Kedgeree Recipe


Kedgeree Recipe

This winter, rug up with a delicious bowl of comfort food - sure to warm you from the inside out!

Delicious winter warmer recipe ideas from Australian Eggs - from fast and simple comfort meals to slow and steady recipes that the whole family can get involved with! Recipes include a delicious Salmon and Rice Egg Pie, Mac and Cheese, Twice Baked Cheese Souffles (perfect for a Sunday brunch!), Kedgeree, Egg and Lentil Dahl.

Kedgeree

Prep Time: 10 mins
Cook Time: 20 mins
Serves: 4

Ingredients
• 4 eggs
• 2 tbsp olive oil
• 1 large onion, finely chopped
• 2 cloves garlic, crushed
• 3 tsp mild curry powder
• 1 ½ cups (250g) basmati rice
• 650ml chicken stock
• Salt and pepper
• 1 cup (120g) frozen peas
• 150g hot smoked salmon, skin removed, flaked
• Chopped fresh parsley, to garnish
• Greek yoghurt and lemon wedges, to serve

Method
1. Place eggs in a saucepan and cover with water. Bring to a gentle boil and cook for 5 minutes (medium boiled eggs), or until cooked to your liking. Drain and immerse in cold water.

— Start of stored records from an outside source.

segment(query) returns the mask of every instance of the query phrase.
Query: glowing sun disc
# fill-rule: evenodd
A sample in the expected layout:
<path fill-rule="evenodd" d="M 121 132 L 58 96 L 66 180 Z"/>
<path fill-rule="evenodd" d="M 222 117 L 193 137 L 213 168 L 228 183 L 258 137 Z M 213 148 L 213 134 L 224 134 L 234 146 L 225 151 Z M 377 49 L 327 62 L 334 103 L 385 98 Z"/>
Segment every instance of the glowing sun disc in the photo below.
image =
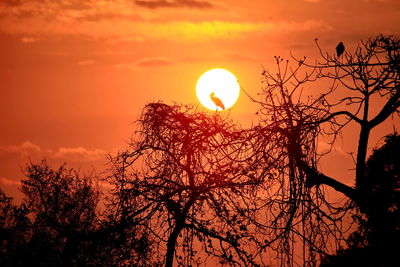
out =
<path fill-rule="evenodd" d="M 213 96 L 211 94 L 214 93 Z M 217 106 L 218 99 L 225 109 L 230 108 L 239 98 L 240 86 L 232 73 L 225 69 L 212 69 L 200 76 L 196 94 L 200 103 L 208 109 L 223 110 Z"/>

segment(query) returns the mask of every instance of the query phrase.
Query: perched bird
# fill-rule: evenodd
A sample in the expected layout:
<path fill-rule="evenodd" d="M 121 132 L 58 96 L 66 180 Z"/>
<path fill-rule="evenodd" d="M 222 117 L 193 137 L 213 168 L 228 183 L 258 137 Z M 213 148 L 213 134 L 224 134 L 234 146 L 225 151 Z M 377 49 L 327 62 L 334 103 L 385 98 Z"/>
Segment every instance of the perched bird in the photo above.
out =
<path fill-rule="evenodd" d="M 220 107 L 220 108 L 222 108 L 222 110 L 225 109 L 224 103 L 222 103 L 221 99 L 219 99 L 218 97 L 215 96 L 214 92 L 212 92 L 210 94 L 210 98 L 211 98 L 212 102 L 214 102 L 216 107 Z"/>
<path fill-rule="evenodd" d="M 344 53 L 344 44 L 342 42 L 340 42 L 336 46 L 336 54 L 337 54 L 338 57 L 340 57 L 343 53 Z"/>

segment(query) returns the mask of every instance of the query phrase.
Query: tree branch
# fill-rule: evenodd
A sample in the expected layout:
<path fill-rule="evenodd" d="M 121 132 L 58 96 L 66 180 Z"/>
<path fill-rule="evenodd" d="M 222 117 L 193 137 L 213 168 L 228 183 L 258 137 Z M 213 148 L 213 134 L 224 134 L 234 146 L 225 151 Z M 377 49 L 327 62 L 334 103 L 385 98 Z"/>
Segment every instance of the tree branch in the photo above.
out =
<path fill-rule="evenodd" d="M 350 119 L 356 121 L 356 122 L 359 123 L 359 124 L 362 124 L 362 123 L 363 123 L 363 121 L 362 121 L 361 119 L 359 119 L 357 116 L 355 116 L 354 114 L 352 114 L 352 113 L 350 113 L 350 112 L 344 110 L 344 111 L 338 111 L 338 112 L 329 114 L 329 116 L 327 116 L 326 118 L 323 118 L 322 120 L 317 121 L 315 124 L 320 124 L 320 123 L 323 123 L 323 122 L 327 122 L 327 121 L 329 121 L 330 119 L 332 119 L 332 118 L 334 118 L 334 117 L 336 117 L 336 116 L 339 116 L 339 115 L 346 115 L 346 116 L 348 116 Z"/>
<path fill-rule="evenodd" d="M 369 121 L 370 129 L 379 125 L 384 120 L 386 120 L 397 108 L 400 107 L 400 86 L 396 89 L 397 92 L 386 102 L 382 110 Z"/>
<path fill-rule="evenodd" d="M 307 175 L 307 185 L 312 187 L 314 185 L 321 185 L 321 184 L 325 184 L 328 185 L 330 187 L 332 187 L 333 189 L 335 189 L 336 191 L 344 194 L 345 196 L 347 196 L 348 198 L 350 198 L 353 201 L 356 201 L 356 190 L 348 185 L 345 185 L 329 176 L 326 176 L 323 173 L 320 173 L 319 171 L 317 171 L 315 168 L 312 168 L 310 166 L 308 166 L 308 164 L 304 161 L 301 161 L 300 164 L 300 168 L 306 173 Z"/>

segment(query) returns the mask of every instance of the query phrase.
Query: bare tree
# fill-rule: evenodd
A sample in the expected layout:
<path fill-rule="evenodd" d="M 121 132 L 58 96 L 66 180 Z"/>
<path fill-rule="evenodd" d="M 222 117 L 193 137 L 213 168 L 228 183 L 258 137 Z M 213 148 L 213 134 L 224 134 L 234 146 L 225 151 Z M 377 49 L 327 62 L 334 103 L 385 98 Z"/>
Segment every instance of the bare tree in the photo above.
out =
<path fill-rule="evenodd" d="M 263 181 L 252 138 L 218 113 L 148 104 L 130 146 L 111 157 L 113 210 L 151 233 L 158 264 L 207 255 L 256 264 L 264 242 L 254 226 Z M 261 171 L 260 171 L 261 170 Z M 196 254 L 196 251 L 199 253 Z M 200 259 L 204 256 L 203 259 Z"/>
<path fill-rule="evenodd" d="M 362 213 L 368 213 L 373 199 L 366 190 L 369 136 L 375 127 L 399 114 L 400 108 L 397 38 L 380 35 L 340 57 L 322 49 L 320 52 L 322 61 L 314 65 L 304 58 L 296 59 L 291 66 L 277 57 L 277 73 L 263 72 L 261 99 L 253 99 L 260 105 L 258 142 L 272 138 L 278 144 L 275 151 L 265 153 L 265 158 L 282 159 L 280 178 L 276 177 L 280 187 L 271 195 L 275 199 L 271 207 L 277 209 L 274 219 L 266 224 L 275 227 L 275 236 L 282 237 L 276 242 L 282 247 L 281 260 L 288 265 L 295 263 L 294 240 L 303 241 L 303 264 L 316 264 L 318 254 L 332 252 L 345 239 L 342 219 L 351 207 L 355 205 Z M 322 80 L 332 81 L 324 93 L 302 95 L 305 87 Z M 340 98 L 337 93 L 346 96 Z M 330 137 L 333 145 L 350 123 L 359 127 L 354 187 L 319 170 L 318 162 L 326 153 L 317 149 L 321 136 Z M 255 153 L 263 151 L 256 147 Z M 345 202 L 330 202 L 326 188 L 342 193 Z M 328 241 L 336 245 L 329 248 Z"/>

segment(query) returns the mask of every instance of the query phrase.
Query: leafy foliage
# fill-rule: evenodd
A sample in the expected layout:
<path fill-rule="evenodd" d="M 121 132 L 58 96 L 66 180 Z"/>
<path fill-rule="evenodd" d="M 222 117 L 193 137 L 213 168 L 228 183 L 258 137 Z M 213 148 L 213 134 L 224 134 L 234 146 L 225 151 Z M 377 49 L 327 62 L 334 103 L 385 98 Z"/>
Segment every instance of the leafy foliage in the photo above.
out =
<path fill-rule="evenodd" d="M 43 161 L 28 165 L 21 183 L 21 206 L 1 192 L 2 266 L 110 266 L 135 260 L 120 253 L 125 248 L 136 254 L 138 241 L 127 242 L 118 235 L 121 224 L 100 218 L 99 191 L 91 178 L 65 165 L 53 170 Z"/>
<path fill-rule="evenodd" d="M 359 229 L 347 240 L 348 249 L 326 257 L 321 266 L 395 266 L 400 249 L 400 135 L 385 138 L 367 161 L 368 204 L 357 216 Z"/>

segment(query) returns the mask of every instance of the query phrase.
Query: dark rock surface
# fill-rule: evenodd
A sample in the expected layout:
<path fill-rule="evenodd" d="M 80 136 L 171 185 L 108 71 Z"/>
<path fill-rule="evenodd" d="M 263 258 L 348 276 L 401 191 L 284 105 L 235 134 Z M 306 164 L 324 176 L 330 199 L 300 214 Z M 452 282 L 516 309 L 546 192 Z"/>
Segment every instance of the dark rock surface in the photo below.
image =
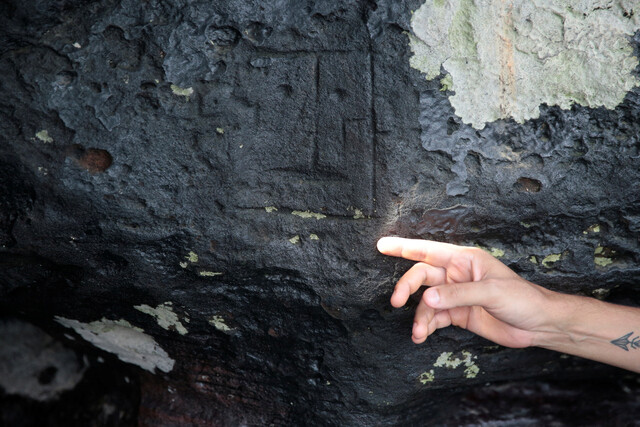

Peel and slice eggs in half.
2. Meanwhile, heat oil in a large, non-stick frying pan over a medium heat. Add onion and garlic. Cook, stirring for 3 minutes, or until soft. Add curry powder. Cook, stirring for 1 minute, or until fragrant. Stir in rice.
3. Add stock to pan and stir to combine. Simmer gently covered, for 10 minutes. Remove lid. Stir in peas. Cover and cook for a further 3 to 5 minutes, or until rice is tender and peas are cooked. Remove from the heat. Scatter over flaked salmon.
4. Top with eggs. Garnish with chopped parsley. Serve with yoghurt and lemon wedges.